Ein Teil der Patienten die eine Enzymersatztherapie erhalten entwickelt Antikörper gegen das infundierte Enzym. Dies beeinflusst allerdings nicht den therapeutischen Effekt der Therapie, da die meisten Antikörper offensichtlich nicht in der Lage sind das infundierte Enzym zu neutralisieren. Der Titer an Antikörpern nimmt im weiteren Verlauf der Therapie wieder ab, was durch die Ausbildung einer immunologischen Toleranz zu erklären ist.[2][3]

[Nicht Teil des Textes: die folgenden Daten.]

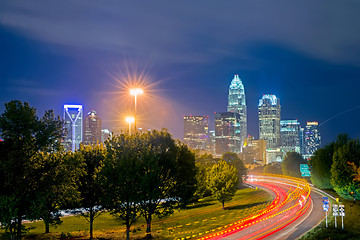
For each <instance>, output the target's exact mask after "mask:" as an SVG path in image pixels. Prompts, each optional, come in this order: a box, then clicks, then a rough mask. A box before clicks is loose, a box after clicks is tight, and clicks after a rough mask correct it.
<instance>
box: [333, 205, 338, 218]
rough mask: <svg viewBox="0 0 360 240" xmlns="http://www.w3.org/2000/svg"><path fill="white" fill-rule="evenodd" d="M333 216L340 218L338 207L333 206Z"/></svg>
mask: <svg viewBox="0 0 360 240" xmlns="http://www.w3.org/2000/svg"><path fill="white" fill-rule="evenodd" d="M333 216H335V217H336V216H339V211H338V205H336V204H334V205H333Z"/></svg>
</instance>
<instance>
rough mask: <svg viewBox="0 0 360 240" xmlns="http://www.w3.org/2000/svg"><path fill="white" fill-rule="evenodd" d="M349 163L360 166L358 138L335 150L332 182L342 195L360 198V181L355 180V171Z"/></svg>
mask: <svg viewBox="0 0 360 240" xmlns="http://www.w3.org/2000/svg"><path fill="white" fill-rule="evenodd" d="M349 163H350V164H352V163H353V165H355V166H357V167H358V166H360V143H359V140H357V139H353V140H350V141H348V143H347V144H346V145H344V146H343V147H341V148H339V149H338V150H337V151H336V152H335V154H334V157H333V164H332V166H331V184H332V185H333V186H334V190H335V191H336V192H337V193H338V194H339V195H340V196H342V197H344V198H347V199H354V200H355V199H360V183H359V182H358V181H354V177H353V173H354V172H353V169H352V168H351V167H349Z"/></svg>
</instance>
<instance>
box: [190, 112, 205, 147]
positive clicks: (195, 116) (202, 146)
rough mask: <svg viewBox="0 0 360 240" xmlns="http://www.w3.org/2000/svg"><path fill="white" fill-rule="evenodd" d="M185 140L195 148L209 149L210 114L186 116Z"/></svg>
mask: <svg viewBox="0 0 360 240" xmlns="http://www.w3.org/2000/svg"><path fill="white" fill-rule="evenodd" d="M184 142H185V143H186V144H187V145H188V146H189V147H190V148H193V149H204V150H205V149H206V150H209V144H208V143H209V117H208V116H192V115H190V116H184Z"/></svg>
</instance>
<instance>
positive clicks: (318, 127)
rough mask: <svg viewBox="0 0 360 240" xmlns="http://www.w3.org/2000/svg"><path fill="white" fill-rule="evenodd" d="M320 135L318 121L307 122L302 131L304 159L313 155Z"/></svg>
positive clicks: (318, 124) (319, 138)
mask: <svg viewBox="0 0 360 240" xmlns="http://www.w3.org/2000/svg"><path fill="white" fill-rule="evenodd" d="M320 144H321V136H320V132H319V124H318V122H307V124H306V126H305V131H304V157H305V158H306V159H308V158H310V157H311V156H312V155H314V153H315V151H316V150H318V149H319V148H320Z"/></svg>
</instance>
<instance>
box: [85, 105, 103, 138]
mask: <svg viewBox="0 0 360 240" xmlns="http://www.w3.org/2000/svg"><path fill="white" fill-rule="evenodd" d="M83 137H84V141H83V143H84V144H85V145H89V144H96V143H100V142H101V119H100V117H99V116H98V114H97V113H96V111H94V110H92V111H91V112H89V113H88V114H87V116H86V117H85V119H84V135H83Z"/></svg>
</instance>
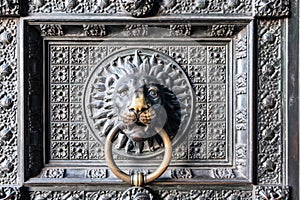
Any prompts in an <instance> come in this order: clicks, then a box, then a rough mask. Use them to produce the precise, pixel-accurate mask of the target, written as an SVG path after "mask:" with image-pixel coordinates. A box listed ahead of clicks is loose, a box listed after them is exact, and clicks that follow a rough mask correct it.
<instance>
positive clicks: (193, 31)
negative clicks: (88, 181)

Limitierungen der Enzymersatztherapie

Mit der Enzymersatztherapie können nur die lysosomalen Speicherkrankheiten therapiert werden, die keine zentralnervöse Störungen verursachen. Der Grund hierfür ist, dass die intravenös applizierten Enzyme aufgrund ihrer Größe nicht die Blut-Hirn-Schranke überwinden und dadurch nicht in das Gehirn gelangen können. Für lysosomale Speicherkrankheiten, bei denen das Gehirn durch den Enzymdefekt von der Speicherung der nicht abgebauten Stoffwechselprodukte betroffen ist, ist die Therapie – was die zerebralen Aspekte betrifft – wirkungslos. Dies trifft auf die meisten lysosomalen Speicherkrankheiten zu. Hier bietet die Substratreduktionstherapie bessere therapeutische Perspektiven.[1] Die Überwindung der Blut-Hirn-Schranke mittels Transzytose ist ein möglicher zukünftiger Weg, die Enzymersatztherapie auch für zerebrale lysosomale Speicherkrankheiten anwenden zu können.[4][5] Diese Möglichkeiten sind noch am Anfang ihrer Entwicklung und von einem zugelassenen Arzneimittel noch weit entfernt.

Wirkstoffproduktion

Die in der Enzymersatztherapie eingesetzten Enzyme werden mittels rekombinanter DNA-Technologie („Gentechnik“) hergestellt. Dabei können sowohl humane, murine, bovine, als auch CHO-Zelllinien verwendet werden.

Kosten

Die Kosten für eine Enzymersatztherapie sind ausgesprochen hoch. So liegen beispielsweise die Jahresbehandlungskosten für Patienten mit Morbus Fabry bei etwa 200.000 Euro pro Patient. Im Fall der ERT von Morbus Gaucher liegen die Kosten im Bereich von 375.000[6] und 700.000[7] Euro pro Jahr und Patient, alleine für das Medikament. In Deutschland übernehmen die Krankenkassen die Therapiekosten, wenn eine sichere Diagnose gestellt wurde. In Österreich muss die Übernahme der Kosten für jeden Patienten einzeln mit den Kassen verhandelt werden.[8] Die Ursache für die hohen Kosten einer Enzymersatztherapie liegen zum einen in den Herstellkosten, zum anderen aber vor allem in der geringen Patientenzahl für eine zugelassene Enzymersatztherapie. Die hohen Entwicklungs- und Zulassungskosten verteilen sich auf eine recht geringe Patientenzahl.[8] In Österreich beispielsweise liegt die Anzahl der behandelten Patienten im zweistelligen Bereich.[9]

Therapiebeispiele

Morbus Gaucher

Der Morbus Gaucher ist mit einer Prävalenz von etwa 1:200.000 die häufigste lysosomale Speicherkrankheit. Das bei der Krankheit betroffene Enzym Glucocerebrosidase wurde 1973 erstmals isoliert und einem Kind infundiert worden.[10][11][12] Dies war die weltweit erste Enzymersatztherapie. In den folgenden Jahren wurde das Enzym aus humanen Plazenten gewonnen und unter dem Markennamen Ceredase für die Enzymersatztherapie bei Morbus Gaucher verwendet. Seit Ende der 1990er Jahre ist ein rekombinant hergestellter Wirkstoff (Cerezyme) zugelassen.[7]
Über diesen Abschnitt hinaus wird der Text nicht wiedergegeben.